Joel Klein's decision to go work for Rupert Murdoch last week set off a round of wild speculation that News Corp. (NWS) is planning a technologically disruptive attack on the education establishment.

The surprise is not that many have seen the potential for a huge business in combining software and learning. The edutainment business -- as learning software was known in the 1990s -- has been around for almost as long as the personal computer.

Nor is it that a rich man with a controversial reputation is getting into a business that inspires a great deal of sanctimony. Michael Milken and Larry Ellison founded Knowledge Universe in 1996 and have made significant bets on operating schools as well as the potential for technology to transform early learning with their Leapfrog devices.

New York Magazine's John Heilemann used his access to Klein to get a better sense of what News might have in mind:

In fact, the likelihood that Murdoch's education strategy will involve either charter schools or online college-diploma mills is very close to zero. Instead, it is all but certain to revolve around one of the most fertile areas of innovation today: the application of digital technology to learning. In the next few years, "what you're going to see in educational software and new solutions and online learning is going to be game-changing," says Klein, in terms of "the ability of new technology to both improve instruction and the quality of it through new learning platforms."

Klein is no expert in this area, but in his time as chancellor, he became convinced of the need to move away from what he calls "this sort of twentieth-century model of one teacher trying to master all the content and information and deliver it to 25 children, who are performing at different levels."

What education will move toward isn't entirely clear. It doesn't take much imagination to see the potential for technology to transform education at all levels -- especially among high school and college students.

We've seen recently that budget cuts at state schools are pushing lectures online. From there, it's not a big leap to imagine that students will be able to self-test and progress at their own educational rate. Indeed, online education begins to disrupt the whole idea of a university. Why should a professor continually perform lectures when he or she can record a semester once? Why be limited to the second- and third-best professor on subject when the recorded lectures of the leading light in the field are easily accessible through a tablet?

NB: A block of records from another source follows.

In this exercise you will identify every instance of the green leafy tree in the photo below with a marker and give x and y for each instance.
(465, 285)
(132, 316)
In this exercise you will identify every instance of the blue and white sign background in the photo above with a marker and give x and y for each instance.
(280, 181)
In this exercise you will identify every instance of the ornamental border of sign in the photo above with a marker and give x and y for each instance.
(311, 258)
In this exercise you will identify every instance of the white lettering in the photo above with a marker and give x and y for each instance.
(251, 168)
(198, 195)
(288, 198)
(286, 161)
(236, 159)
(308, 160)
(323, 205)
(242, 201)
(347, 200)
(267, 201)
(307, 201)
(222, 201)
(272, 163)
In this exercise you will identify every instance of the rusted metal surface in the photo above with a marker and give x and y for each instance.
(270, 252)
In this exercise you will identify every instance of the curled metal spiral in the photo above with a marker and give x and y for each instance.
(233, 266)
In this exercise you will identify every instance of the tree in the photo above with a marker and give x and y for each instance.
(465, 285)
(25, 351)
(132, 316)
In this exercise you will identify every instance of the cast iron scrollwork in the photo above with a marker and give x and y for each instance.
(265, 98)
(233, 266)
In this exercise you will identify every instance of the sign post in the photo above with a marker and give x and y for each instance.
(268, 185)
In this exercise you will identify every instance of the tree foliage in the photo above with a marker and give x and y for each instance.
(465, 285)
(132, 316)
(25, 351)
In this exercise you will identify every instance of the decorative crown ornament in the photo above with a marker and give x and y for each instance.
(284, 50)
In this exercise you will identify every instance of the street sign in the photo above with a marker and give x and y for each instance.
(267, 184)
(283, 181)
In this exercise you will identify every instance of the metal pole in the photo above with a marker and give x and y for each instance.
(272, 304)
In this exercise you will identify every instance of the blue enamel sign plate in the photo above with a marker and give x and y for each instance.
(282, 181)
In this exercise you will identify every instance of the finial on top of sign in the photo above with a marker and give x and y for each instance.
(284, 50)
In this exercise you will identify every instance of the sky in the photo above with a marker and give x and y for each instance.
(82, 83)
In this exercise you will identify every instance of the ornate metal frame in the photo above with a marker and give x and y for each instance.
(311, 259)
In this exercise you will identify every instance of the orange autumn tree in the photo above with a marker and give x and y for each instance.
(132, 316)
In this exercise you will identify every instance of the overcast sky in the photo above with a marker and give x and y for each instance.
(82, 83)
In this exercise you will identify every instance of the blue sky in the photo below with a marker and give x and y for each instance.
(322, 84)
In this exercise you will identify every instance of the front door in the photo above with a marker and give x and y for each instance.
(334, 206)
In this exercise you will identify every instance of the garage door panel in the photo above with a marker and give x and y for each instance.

All of this suggests a very different structure to secondary and college-level education in the future. The only problem is that for-profit education at that level has been taking serious beating these last few months as the Federal government cracks down on on what it sees as abuses among online educators.
Here's the New York Times on the subject:

Lawmakers and Department of Education officials have become increasingly concerned that too much of the $26.5 billion in federal student aid that went to for-profit colleges last year enriched shareholders and company executives, rather than helping students.
Such schools enroll about 11 percent of the nation's college students, and get a quarter of all federal student aid. But their students account for 43 percent of those defaulting on student loans.
The Times says these schools get more than 90% of their revenue from the government. Worse than that, the whole business seems to have a Glengarry Glen Ross feel it. Instead of buying swampland in Florida, these guys are selling dreams of unrealistic careers based upon the fantasy of an easy education.
With prominent short-sellers like Michael Lewis's subprime hero Steve Eisman making a bear case against the whole industry at prominent investment conferences, the stocks of for-profit education firms have been getting hammered across the board.

CNBC's favorite short-seeker, Herb Greenberg, was all over the collapse of University of Phoenix parent Apollo Group in October when it withdrew guidance in the face of the government's shake-up of the field.

All of this suggests that disrupting education is likely to be something more like perestroika was in Russia -- a move that may benefit a few but will likely expose many to losses and fraud -- than Silicon Valley was in the US.